The test statistic is a crucial element in hypothesis testing. It is a value calculated from the sample data that is used to decide whether to reject the null hypothesis. In the given problem, the test statistic is calculated using the formula: \[ t = \frac{\bar{x} - \mu}{\frac{s}{\sqrt{n}}} \] This formula takes into account the sample mean \( \bar{x} \), the hypothesized population mean \( \ ? \), the sample standard deviation \( s \), and the sample size \( n \). In our case, the values substituted into the formula give us a t-value, \( t = 2.504 \). This computed value helps us compare against the critical values to make decisions about our hypotheses.

A confidence interval is a range of values used to estimate a population parameter. It provides a range within which we believe the true population parameter lies, with a certain level of confidence. The formula to calculate the confidence interval is: \[ \bar{x} \pm t_{\alpha/2, n-1}\frac{s}{\sqrt{n}} \]. In our example, using \(n-1 = 22\) degrees of freedom and a 99% confidence level, our t-value is approximately 2.819 Substituting our given values into the formula, we get the confidence interval as: \[ 104.8 \pm 2.819 \cdot \frac{9.2}{\sqrt{23}} = 104.8 \pm 5.39 \]. So, the confidence interval is approximately\([99.41, 110.19]\). Since 100 lies within this interval, we do not reject the null hypothesis.

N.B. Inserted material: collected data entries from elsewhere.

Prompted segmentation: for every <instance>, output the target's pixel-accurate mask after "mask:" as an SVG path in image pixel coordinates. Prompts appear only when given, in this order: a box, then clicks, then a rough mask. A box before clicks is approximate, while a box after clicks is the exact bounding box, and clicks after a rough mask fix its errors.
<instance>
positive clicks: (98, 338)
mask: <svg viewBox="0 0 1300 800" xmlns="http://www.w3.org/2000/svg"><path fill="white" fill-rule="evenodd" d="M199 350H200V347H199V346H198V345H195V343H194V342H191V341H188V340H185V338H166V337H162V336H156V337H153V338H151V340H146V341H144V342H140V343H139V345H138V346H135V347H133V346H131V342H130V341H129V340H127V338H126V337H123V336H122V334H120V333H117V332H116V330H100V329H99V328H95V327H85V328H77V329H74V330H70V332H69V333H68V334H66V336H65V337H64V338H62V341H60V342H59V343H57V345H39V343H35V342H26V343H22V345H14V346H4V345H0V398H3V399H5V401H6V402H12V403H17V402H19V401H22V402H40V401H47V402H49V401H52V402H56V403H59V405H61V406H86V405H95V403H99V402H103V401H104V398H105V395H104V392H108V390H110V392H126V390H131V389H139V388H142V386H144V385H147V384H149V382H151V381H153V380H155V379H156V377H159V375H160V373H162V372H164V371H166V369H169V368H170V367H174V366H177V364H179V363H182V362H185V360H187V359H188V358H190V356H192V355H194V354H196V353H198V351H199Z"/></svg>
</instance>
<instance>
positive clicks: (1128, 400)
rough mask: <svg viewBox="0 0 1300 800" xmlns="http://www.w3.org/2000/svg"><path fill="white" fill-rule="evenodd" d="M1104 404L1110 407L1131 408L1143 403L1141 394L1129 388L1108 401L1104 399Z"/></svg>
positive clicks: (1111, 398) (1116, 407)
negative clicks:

Critical values are the boundaries that separate the acceptance region from the rejection region in hypothesis testing. These values depend on the significance level and the degrees of freedom of the test. For our problem, we chose a significance level of \(\alpha = 0.01\) and have \(n-1\) degrees of freedom, which gives us a critical value of approximately \( \pm2.819 \) using the t-distribution table. We calculate these values to figure out where to draw the line in our t-distribution curve for making decisions about rejecting or not rejecting the null hypothesis.

The level of significance, denoted as \(\alpha \), represents the probability of rejecting the null hypothesis when it is actually true. It is also known as the Type I error rate. In hypothesis testing, we often choose a level of significance – 0.01, 0.05, or 0.10 being common choices. In this exercise, we have chosen a level of significance of 0.01. This means that there is a 1% risk of concluding that the population mean is not 100 when it actually is. Lower levels of significance imply more stringent criteria for rejecting the null hypothesis, leading to lower chances of Type I errors, but higher chances of Type II errors (not rejecting a false null hypothesis).